Вдруг встрепенувшись, она срывается с места и с криком перемахивает на соседнюю сосну. Что с ней: дурной сон? лапы затекли? Или птиц, как и нас грешных, беспокоит чужой пристальный взгляд? Береза, над которой она пролетела, роняет из дрогнувших рук золотые монеты. Медлительным широким винтом идут они к земле. Воздух сероват, густ. Подвывая моторами, уходит от станции электричка. Снова все застывает, и кажется, тишина становится еще глубже и полней, если это только возможно. Теперь уж точно ничто не шелохнет.
Я чувствую, как нарастает во мне неодолимое беспокойство, сладкая маета. Не могу больше сидеть, не могу. Поднимаюсь и выхожу на крыльцо. Воздух пьян и горек от палого листа, близкого тумана. Да вот он и сам, туман, — вспухает опять над ручьем, протекает сквозь редкий ольшаник… Так хорошо, что почти уже больно. Что же это такое со мной? Что? Эта тишина — она как высшее мгновенье любви, которое уже невозможно продлить; но она длится, длится…
Начинается морось. Светлая влага беззвучно оседает на землю, еле видимые язычки тумана ползут по траве, лижут мне ступни.
Господи, господи! Что же она такое — эта твоя тишина? Для чего она мне, чего от меня хочет, чего ждет?
Решаю вдруг, что надо топить печку, и с усилием сбрасываю оцепенение. Конечно! Непременно! Ведь сыро, грибы зачервивеют… Бегу к деду за топором, раскалываю несколько березовых полешек, невольно после каждого удара замирая и слушая, как сочно, будто налитое яблочко, лопается чурка, как долго перекатывается в сыром воздухе гаснущий звук.
Древесные волоконца на свежих сколах кажутся мне необычайно выпуклыми, белыми, сахарными.

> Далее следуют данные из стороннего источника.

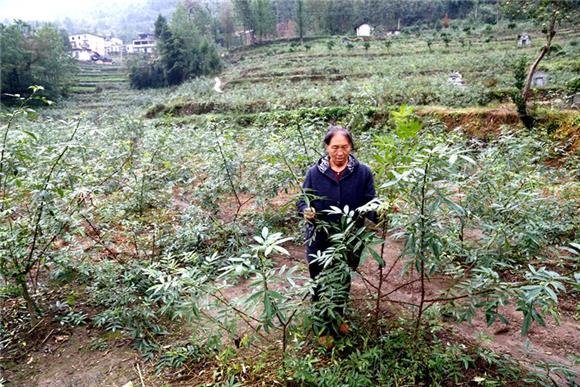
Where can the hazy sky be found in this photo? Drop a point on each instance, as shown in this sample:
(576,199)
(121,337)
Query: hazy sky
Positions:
(50,10)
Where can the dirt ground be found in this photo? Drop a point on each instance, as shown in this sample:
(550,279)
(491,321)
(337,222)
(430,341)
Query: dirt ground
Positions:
(66,358)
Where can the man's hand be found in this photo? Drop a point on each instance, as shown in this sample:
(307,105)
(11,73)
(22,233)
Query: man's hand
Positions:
(309,214)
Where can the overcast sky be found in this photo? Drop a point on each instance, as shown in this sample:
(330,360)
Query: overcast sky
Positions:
(51,10)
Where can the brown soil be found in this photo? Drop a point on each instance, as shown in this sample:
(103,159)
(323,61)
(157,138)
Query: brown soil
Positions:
(554,343)
(66,359)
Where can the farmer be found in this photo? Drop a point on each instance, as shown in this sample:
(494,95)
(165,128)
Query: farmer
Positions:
(337,179)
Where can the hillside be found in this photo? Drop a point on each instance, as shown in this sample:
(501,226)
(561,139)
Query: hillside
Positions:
(153,224)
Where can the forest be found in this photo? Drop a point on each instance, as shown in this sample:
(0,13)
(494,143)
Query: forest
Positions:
(149,231)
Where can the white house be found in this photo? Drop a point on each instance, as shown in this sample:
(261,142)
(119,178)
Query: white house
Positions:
(87,42)
(114,46)
(145,43)
(363,30)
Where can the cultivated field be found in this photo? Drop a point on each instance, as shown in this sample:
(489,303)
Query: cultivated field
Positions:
(131,218)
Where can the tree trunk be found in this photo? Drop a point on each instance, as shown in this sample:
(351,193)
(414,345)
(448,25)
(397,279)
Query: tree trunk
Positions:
(30,304)
(526,118)
(543,52)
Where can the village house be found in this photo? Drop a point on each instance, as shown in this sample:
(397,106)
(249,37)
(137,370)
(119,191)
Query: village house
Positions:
(114,46)
(363,30)
(86,47)
(144,44)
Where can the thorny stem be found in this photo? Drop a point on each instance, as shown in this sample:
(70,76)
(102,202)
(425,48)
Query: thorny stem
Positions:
(230,179)
(30,262)
(380,288)
(422,245)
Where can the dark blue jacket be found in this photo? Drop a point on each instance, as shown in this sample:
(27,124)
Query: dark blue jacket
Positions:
(355,189)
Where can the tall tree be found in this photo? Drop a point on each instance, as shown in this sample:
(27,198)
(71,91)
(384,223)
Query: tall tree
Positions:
(546,13)
(264,18)
(300,19)
(226,20)
(34,57)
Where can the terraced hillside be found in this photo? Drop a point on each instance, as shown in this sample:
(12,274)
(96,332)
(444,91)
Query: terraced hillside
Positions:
(412,68)
(98,77)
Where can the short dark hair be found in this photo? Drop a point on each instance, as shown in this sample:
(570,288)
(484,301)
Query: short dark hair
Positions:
(334,130)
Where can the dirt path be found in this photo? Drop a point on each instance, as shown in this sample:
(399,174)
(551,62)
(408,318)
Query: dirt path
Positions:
(67,359)
(554,343)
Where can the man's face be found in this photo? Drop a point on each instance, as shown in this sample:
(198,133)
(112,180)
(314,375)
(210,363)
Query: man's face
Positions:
(338,149)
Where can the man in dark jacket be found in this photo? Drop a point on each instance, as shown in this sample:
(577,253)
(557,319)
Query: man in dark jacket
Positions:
(337,179)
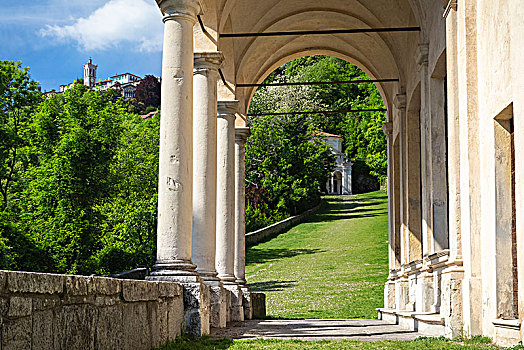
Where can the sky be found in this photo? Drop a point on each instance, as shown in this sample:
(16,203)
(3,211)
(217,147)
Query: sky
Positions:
(54,38)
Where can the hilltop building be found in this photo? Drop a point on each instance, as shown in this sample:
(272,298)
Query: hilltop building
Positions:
(126,82)
(90,73)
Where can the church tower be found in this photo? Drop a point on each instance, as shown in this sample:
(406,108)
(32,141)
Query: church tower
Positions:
(90,73)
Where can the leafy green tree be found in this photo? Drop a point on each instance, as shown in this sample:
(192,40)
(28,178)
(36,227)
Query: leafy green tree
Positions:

Поднимаясь на крыльцо с охапкой поленьев, я не удерживаюсь и трогаю одно из них языком. Как будто и вправду сластит. А?
Тяга в печке прекрасна, всему вопреки. Пламя с газетного клочка прыгает на лучины, схватывается — и вот оно уже пляшет на белых поленьях, вгрызается в них с победным гулом и треском. Я выхожу посмотреть на трубу: голубоватый дымок ровненько встает над нею. Искра выскочила и тут же погасла.
Я слегка разочарован и, кажется, втайне надеялся на другое — помучаться, раздувая огонь, до слез наглотаться дыму… Мне, может, потому и не работается, что слишком уж все хорошо! Надо бы чуть похуже.